Chinese chef smuggled to Gabon says he was 'left for dead'

Li Guangxian took off for central Africa in January this year, in hopes that a 7,500 yuan (HK$9,500) monthly salary promised for working as a “cook” would help put his daughter through university and provide a better life for his impoverished family back home in Anhui.
Li is one of millions of migrant workers smuggled to Gabon and other African countries each year as Chinese companies rapidly expand their investments across the sub-continent. The National Development and Reform Commission estimated Chinese investment in 50 of the continent's 54 countries to have amounted to US$2.9 billion (HK$22.5 billion) last year, with an average annual growth rate of 50 per cent.

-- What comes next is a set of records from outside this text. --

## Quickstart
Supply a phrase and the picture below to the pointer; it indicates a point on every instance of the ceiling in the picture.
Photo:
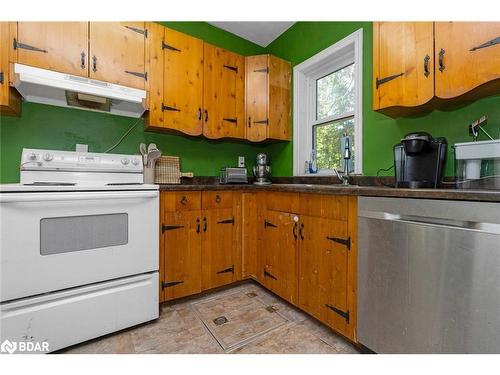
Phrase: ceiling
(261, 33)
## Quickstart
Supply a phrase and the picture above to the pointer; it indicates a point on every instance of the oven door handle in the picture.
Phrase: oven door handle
(73, 196)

Forests cover about 85 per cent of the central African nation. The dense forestry is seen as a potentially vast economic asset up for grabs, especially by a resource-hungry China, whose operators have come to dominate the timber industry through a campaign of large-scale takeovers and acquisitions.
But the fruits of labour are rarely enjoyed by all. Li’s hellish ordeal in Gabon's capital Libreville lasted half a year. It was only in June that he and a few other Chinese workers were able to contact the Chinese embassy and go through a painstaking process to be put on a flight back to the mainland.
“The company withheld our wages for months. We requested to go home; they wouldn’t let us. When we were sick and wanted an advance to see a doctor; they would refuse,” Li told the newspaper, describing his nightmare at the remote timber plant, tucked away in thick jungle 15km from the nearest village. “I once told my wife I was prepared to die any day.”